Before she could stop herself, she pushed the sleeve up a couple of inches. His biceps flexed, and she pulled back as if bitten. Geez, you’d think she’d never touched a man before. She cleared her throat. “What’s your tattoo of?”

He pulled his sleeve to the top of his shoulder, exposing a stylized cross on a shield. “The symbol for the Knights Templar.”

“Oh my God, are you on the hunt for the Holy Grail? In Cottonbloom?”

He threw his head back, his laughter coming deep in his chest but morphing into a cough that had him hunched over and covering his mouth. Finally, his laugh-cough subsided, and he took a sip of the whiskey. “No Holy Grail in Cottonbloom to my knowledge. The Knights Templar stood for bravery and discipline. I guess that’s what it means to me.”

“Bravery and discipline, huh? Not bad things to stand for.” She took a sip of her warm beer to have something to do besides stare at his defined arm.

“Would you like to dance?”

“Dance?”

“There’s a dance floor in the corner.” He pointed somewhere behind her. “And music playing. Dancing’s not so far-fetched an activity, is it?”

She looked over her shoulder. The corner consisted of a small square of planked flooring she’d never noticed. Maybe because she’d never seen anyone actually dancing in the Rivershack Tavern, unless it was a drunk girl’s mating call in the middle of the pool tables.

“Yeah, I don’t dance.”

“That’s not what I remember.”

“What are you talking about?”

“You used to take ballet. You put on a recital for me in the middle of your backyard.”

“I can’t believe you remember that.” She turned toward him.

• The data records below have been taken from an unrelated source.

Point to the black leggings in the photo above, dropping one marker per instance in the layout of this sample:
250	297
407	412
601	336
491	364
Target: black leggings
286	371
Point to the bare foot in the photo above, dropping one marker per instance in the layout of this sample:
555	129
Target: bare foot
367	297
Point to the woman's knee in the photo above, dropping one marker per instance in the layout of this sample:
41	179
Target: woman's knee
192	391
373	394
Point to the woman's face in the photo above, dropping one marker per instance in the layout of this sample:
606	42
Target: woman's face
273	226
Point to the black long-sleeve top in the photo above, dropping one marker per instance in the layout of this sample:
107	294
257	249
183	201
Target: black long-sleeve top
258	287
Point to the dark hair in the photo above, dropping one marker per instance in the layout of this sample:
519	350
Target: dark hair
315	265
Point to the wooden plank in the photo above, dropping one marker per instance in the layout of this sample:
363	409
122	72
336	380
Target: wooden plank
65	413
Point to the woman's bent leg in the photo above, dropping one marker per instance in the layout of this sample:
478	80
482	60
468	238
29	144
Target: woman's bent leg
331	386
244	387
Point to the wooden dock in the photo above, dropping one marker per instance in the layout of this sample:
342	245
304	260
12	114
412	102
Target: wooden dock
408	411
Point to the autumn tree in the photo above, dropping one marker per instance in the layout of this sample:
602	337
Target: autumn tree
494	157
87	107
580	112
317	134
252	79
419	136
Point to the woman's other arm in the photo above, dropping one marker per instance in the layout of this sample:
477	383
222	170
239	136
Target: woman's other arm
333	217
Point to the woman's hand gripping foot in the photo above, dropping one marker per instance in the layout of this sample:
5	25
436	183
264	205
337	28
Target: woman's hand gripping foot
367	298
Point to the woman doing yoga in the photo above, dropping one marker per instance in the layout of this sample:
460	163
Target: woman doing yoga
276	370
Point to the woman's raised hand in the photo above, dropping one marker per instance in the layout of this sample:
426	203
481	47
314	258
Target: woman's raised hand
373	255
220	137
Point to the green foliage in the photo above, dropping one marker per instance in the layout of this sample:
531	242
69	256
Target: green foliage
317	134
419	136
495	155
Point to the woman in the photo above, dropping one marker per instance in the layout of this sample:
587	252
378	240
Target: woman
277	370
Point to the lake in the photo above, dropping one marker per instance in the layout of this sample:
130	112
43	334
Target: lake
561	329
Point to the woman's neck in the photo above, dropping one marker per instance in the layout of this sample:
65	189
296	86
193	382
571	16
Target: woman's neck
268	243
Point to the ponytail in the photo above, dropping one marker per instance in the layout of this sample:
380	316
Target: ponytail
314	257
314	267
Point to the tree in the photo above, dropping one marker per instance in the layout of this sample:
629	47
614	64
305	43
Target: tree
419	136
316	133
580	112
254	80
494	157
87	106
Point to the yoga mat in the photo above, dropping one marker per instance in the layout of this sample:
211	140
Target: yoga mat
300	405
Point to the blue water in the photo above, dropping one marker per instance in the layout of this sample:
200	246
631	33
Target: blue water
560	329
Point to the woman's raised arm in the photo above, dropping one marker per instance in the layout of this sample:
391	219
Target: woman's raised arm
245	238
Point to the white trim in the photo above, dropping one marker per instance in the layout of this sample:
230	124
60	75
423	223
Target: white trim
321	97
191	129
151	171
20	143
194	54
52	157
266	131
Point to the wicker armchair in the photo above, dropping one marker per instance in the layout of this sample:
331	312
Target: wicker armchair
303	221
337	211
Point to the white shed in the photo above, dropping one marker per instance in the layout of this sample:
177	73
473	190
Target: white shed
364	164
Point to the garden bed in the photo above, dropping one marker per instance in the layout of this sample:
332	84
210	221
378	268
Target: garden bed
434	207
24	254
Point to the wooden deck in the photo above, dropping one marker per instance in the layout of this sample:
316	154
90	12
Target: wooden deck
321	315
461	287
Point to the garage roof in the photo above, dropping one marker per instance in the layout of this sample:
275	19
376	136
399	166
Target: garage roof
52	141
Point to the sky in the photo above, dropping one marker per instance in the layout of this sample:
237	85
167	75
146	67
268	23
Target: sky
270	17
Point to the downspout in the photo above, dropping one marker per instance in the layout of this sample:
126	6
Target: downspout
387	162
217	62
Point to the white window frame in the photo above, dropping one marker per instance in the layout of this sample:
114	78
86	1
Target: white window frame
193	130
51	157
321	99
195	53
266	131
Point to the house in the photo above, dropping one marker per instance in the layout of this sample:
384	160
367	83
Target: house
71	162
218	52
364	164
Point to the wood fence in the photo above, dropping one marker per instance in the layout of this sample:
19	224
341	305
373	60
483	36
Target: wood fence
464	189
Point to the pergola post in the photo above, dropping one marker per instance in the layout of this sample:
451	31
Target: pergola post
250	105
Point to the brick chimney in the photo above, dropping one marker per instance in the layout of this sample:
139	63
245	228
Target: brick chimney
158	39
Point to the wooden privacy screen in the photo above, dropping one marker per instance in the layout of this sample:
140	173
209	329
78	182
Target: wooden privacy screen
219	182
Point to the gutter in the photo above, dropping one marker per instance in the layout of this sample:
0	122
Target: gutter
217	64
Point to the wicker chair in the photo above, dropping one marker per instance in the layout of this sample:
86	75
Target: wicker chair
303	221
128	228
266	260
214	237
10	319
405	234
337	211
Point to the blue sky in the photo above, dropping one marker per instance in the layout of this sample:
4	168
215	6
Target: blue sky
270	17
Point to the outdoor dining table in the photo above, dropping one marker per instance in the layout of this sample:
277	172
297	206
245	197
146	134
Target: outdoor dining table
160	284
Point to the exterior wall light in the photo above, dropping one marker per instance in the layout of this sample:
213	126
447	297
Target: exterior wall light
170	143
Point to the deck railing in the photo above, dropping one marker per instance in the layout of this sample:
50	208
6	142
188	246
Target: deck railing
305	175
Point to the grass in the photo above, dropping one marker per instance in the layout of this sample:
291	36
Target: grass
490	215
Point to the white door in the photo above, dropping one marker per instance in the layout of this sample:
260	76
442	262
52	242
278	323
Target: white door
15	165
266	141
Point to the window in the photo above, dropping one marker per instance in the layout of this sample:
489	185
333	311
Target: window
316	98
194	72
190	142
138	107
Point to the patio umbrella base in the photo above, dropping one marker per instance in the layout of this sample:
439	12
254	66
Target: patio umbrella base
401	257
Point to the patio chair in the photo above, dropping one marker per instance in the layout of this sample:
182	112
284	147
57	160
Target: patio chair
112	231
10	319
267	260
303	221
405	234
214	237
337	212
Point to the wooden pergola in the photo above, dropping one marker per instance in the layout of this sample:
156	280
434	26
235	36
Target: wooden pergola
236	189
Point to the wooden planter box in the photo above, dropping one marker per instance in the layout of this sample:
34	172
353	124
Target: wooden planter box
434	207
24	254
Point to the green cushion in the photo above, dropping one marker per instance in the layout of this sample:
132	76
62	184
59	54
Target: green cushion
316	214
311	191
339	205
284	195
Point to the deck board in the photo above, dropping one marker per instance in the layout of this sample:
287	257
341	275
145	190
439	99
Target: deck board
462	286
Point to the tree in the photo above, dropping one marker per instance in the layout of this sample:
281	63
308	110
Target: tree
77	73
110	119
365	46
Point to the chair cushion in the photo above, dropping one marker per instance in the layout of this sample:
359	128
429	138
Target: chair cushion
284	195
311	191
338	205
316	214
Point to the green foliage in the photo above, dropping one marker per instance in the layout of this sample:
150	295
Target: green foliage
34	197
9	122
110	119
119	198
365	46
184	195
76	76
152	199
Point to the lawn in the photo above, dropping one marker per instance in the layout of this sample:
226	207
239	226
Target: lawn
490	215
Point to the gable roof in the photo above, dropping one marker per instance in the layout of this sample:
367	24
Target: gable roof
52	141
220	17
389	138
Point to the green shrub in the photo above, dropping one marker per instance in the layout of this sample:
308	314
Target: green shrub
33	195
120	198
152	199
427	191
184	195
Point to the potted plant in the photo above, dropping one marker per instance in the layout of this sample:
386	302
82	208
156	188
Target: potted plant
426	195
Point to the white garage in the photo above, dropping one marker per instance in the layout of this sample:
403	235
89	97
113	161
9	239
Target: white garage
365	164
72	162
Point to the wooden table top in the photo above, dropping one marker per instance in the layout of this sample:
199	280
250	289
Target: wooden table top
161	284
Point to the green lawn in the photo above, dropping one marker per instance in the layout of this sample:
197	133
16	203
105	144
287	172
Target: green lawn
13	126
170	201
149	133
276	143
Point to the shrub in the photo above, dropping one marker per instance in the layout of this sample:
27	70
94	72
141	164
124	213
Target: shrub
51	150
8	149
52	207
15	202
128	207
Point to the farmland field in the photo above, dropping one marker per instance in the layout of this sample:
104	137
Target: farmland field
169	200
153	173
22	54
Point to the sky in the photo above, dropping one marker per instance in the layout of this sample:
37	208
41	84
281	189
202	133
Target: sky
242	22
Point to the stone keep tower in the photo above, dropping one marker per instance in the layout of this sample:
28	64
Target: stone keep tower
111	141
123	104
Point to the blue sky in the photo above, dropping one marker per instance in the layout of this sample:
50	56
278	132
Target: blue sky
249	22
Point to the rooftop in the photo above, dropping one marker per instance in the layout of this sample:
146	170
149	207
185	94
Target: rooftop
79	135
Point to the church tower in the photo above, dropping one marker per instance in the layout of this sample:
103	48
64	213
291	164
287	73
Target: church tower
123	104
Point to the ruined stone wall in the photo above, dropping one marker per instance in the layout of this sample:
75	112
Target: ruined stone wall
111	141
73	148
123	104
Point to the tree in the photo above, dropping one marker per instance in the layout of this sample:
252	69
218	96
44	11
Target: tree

He looked into his whiskey as if he could divine the future, a half smile on his face. “I’ve not forgotten a minute that we spent together. Don’t you remember?”

Emotions she didn’t understand grew a lump in her throat. Of course she remembered. Every second. Next to her parents, Nash had been the most important person in her life. Above even her brothers back then. The fact he remembered filled her with hope and despair.

“Why in the world did you come back to Cottonbloom, Nash?”

*   *   *

Nash suppressed another coughing fit. All the cigarette smoke hanging in the room like fog was making his usually well-controlled asthma act up. Friday and Saturday nights were definitely the worst as he discovered over the past two weeks of coming in regularly. He took a too large sip of the excellent, aged Scotch to soothe his throat. Not the way such fine liquor should be savored.

He wasn’t at the Rivershack Tavern for the Scotch or the company—although he’d surprisingly enjoyed both—he was sitting in the smoky bar for Tallulah Fournette. As soon as he’d heard she was single again and a semi-regular, he’d found himself there night after night, waiting.

It’s not like he’d moved back to Cottonbloom for her. A multitude of reasons drew him back to his hometown. His aunt was getting older. Cottonbloom College, while not as prestigious as an Ivy League school, offered something none of those schools could. The chance to build an outstanding history department from the ground up and the promise of early tenure. He was excited for the challenge.

But more than familial obligations and a job drew him home. Cottonbloom lived in his memories like an old tome he struggled to translate and interpret. When he dreamed of Cottonbloom, the negative recollections leaked out as if his memory was a sieve, saving only the good stuff.

The days before his mother got sick, catching lightning bugs in the summer, the walks along the river with Tally. He ignored the bad stuff—his mother dying, bigger boys pushing him down, calling him a freak and later Nerdy Nash, the constant ache of loneliness.

If reconnecting with Tally had crossed his mind more than a few times while he had been debating the job offer and move … well, it wasn’t something he was willing to admit to her.

“Is Cottonbloom not on
Conde Nast
’s top destinations list?” He kept his voice light, hoping to coax out another of her smiles.

“Not yet, but it will be if Regan and Sawyer have a say.”

“Ah, yes. Regan is rather passionate about her tomato festival.”

“Try obsessed. My brother has bought stock in antacids. Not that he’s any better. He wants to win the competition so bad, he might have sold his firstborn to the devil.” Her smile was a combination of tease and sarcasm.